Patients became weak and short of breath. Many need additional oxygen and treatment in intensive care units. In some patients, the damage to the lungs was so severe that they were placed on ventilators. In several cases, lung function was so poor that ventilators were not sufficient and patients also needed to be connected to machines that pump oxygen directly into the bloodstream.
Most of the patients have recovered enough to go home after days or weeks in the hospital, but doctors say it's too early to say whether they will suffer permanent damage to their lungs.
Given the unanswered questions about the exact cause of the disease, many health experts say people just don't have to cheat. Those who continue to do so should avoid THC and not buy vaping liquids on the street or add ingredients to commercial products, C.D.C. said. It emphasizes that non-smokers should not start using electronic cigarettes and young people and pregnant women should never use them.

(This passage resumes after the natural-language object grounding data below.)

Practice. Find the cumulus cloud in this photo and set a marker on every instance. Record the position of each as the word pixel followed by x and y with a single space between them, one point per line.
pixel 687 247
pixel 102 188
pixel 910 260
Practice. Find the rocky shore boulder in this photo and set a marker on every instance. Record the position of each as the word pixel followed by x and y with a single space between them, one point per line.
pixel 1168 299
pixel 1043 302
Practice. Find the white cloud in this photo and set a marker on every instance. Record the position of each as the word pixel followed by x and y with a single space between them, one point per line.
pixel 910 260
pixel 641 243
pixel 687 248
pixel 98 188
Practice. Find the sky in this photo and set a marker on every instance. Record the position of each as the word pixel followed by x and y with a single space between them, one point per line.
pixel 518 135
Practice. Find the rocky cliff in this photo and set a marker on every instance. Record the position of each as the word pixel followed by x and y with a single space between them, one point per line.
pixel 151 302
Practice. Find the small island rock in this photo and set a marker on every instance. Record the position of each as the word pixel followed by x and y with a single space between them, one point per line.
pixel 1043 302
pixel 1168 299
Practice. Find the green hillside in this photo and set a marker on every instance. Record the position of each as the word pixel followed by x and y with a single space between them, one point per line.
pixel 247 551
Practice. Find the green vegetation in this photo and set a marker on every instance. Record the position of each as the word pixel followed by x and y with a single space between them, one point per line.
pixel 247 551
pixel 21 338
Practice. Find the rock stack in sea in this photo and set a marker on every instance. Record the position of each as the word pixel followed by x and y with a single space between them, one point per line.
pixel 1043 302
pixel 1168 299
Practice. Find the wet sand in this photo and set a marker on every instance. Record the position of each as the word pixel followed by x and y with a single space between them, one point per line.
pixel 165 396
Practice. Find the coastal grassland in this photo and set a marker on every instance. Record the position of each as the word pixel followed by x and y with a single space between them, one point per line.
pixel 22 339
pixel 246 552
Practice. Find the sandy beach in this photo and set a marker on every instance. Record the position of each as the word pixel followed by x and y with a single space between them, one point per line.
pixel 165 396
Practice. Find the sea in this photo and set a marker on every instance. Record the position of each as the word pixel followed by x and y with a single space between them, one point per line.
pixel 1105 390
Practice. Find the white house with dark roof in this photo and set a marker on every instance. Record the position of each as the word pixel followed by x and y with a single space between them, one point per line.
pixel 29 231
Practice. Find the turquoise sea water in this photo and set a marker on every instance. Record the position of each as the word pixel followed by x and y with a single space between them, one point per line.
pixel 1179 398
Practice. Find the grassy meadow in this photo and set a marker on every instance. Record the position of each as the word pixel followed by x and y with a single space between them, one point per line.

The disease package this summer has prompted several states and legislators to call for more restrictions on e-cigarettes and law enforcement agencies to crack down on illegal vape shops and illegal sales of vaping products. Michigan, Rhode Island and New York imposed bans on flavored e-cigarettes, while Massachusetts imposed a four-month ban on all vaping products. The state of Washington is also considering banning flavored e-cigarettes.
Katie Thomas participated in the reporting.